La actuación de emergencia, con una inversión de 30 millones de euros, incorpora soluciones diseñadas para reforzar la seguridad del canal "frente a futuros episodios extremos". La infraestructura quedó gravemente dañada por la Dana del 29 de octubre, pero el abastecimiento de agua potable a Valencia y su área metropolitana "se mantuvo garantizado en todo momento".
Los trabajos han permitido reparar y volver a poner en servicio el canal sin que las obras afecten al servicio ni a los usuarios.
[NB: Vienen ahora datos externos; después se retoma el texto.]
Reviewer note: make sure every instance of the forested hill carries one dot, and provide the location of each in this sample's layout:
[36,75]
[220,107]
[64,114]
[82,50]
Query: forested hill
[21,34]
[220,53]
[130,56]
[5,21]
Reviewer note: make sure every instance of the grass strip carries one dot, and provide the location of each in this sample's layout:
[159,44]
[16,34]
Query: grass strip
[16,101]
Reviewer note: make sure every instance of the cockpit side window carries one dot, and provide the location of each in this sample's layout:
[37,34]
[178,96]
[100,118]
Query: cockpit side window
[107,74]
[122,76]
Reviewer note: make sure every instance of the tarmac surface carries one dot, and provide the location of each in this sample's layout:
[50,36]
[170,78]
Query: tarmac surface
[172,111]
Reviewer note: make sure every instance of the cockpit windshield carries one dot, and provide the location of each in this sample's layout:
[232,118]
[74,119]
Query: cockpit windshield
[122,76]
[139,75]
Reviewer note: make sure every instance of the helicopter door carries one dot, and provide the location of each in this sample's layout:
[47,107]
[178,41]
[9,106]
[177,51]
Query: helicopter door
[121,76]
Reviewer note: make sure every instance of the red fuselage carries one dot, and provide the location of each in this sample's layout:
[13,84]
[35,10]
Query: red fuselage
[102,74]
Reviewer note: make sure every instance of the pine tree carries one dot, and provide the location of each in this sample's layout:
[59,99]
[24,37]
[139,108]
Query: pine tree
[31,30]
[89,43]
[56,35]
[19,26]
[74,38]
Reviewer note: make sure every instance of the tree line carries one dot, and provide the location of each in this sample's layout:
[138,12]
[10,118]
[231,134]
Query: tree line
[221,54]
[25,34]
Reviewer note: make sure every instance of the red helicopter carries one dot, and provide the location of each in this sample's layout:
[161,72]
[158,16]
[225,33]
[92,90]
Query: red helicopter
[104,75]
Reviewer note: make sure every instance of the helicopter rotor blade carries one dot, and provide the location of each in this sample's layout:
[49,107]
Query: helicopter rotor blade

Además, han sido diseñadas para aportar una "solución estructural que garantizará la seguridad y resiliencia del canal frente a futuras avenidas extremas".
Los daños durante la avenida del 29 de octubre de 2024 se concentraron "fundamentalmente" en tres puntos de la infraestructura: en el acueducto situado sobre el río Magro, donde se produjeron daños de "diversa consideración" que requirieron de la estabilización del acueducto y la reparación del baipás existente; y en los acueductos que cruzan los barrancos del Poyo y de la Horteta, que quedaron destruidos por la fuerza de las aguas.
Según la CHJ, gracias a una actuación "rápida y eficiente", la continuidad del canal en estos puntos se logró recuperar "a los pocos días" mediante dos baipases temporales, alimentados por bombas, evitando que el suministro de agua potable en la ciudad de València y su área metropolitana se viera afectado.
Después, la construcción de dos acueductos provisionales, instalados sobre celosía, situados en los tramos sobre el Poyo y la Horteta, permitieron ahorrar costes "significativos" y mantener el suministro sin interrupciones durante los meses críticos.
Baipases subterráneos
Para garantizar el funcionamiento del canal en caso de que un nuevo episodio extremo pudiera afectar de nuevo a los acueductos, se ejecutaron sendos baipases subterráneos por gravedad en ambos cruces fluviales, que garantizarían el suministro incluso en situaciones extremas como la vivida, y mejoras en cuatro puntos de desagüe para la correcta defensa del conjunto de la infraestructura, además de la posterior restitución efectiva de los acueductos afectados.
Estos acueductos de hormigón definitivos se han instalado sobre pilas asentadas en una cimentación más profunda, mediante seis pilotes en cada una de las cuatro pilas, lo que garantiza la estabilidad de los nuevos acueductos frente a eventuales avenidas extraordinarias.
El conjunto de las obras realizadas en el canal significa una solución "definitiva" a una infraestructura "fundamental" para el ciclo del agua en la Comunitat Valenciana.
Con esta actuación, la CHJ subraya que refuerza su compromiso con la seguridad hídrica de millones de personas, al tiempo que "afianza su apuesta por una gestión eficaz y anticipada como mejor forma de hacer frente a los efectos adversos del cambio en los patrones climáticos".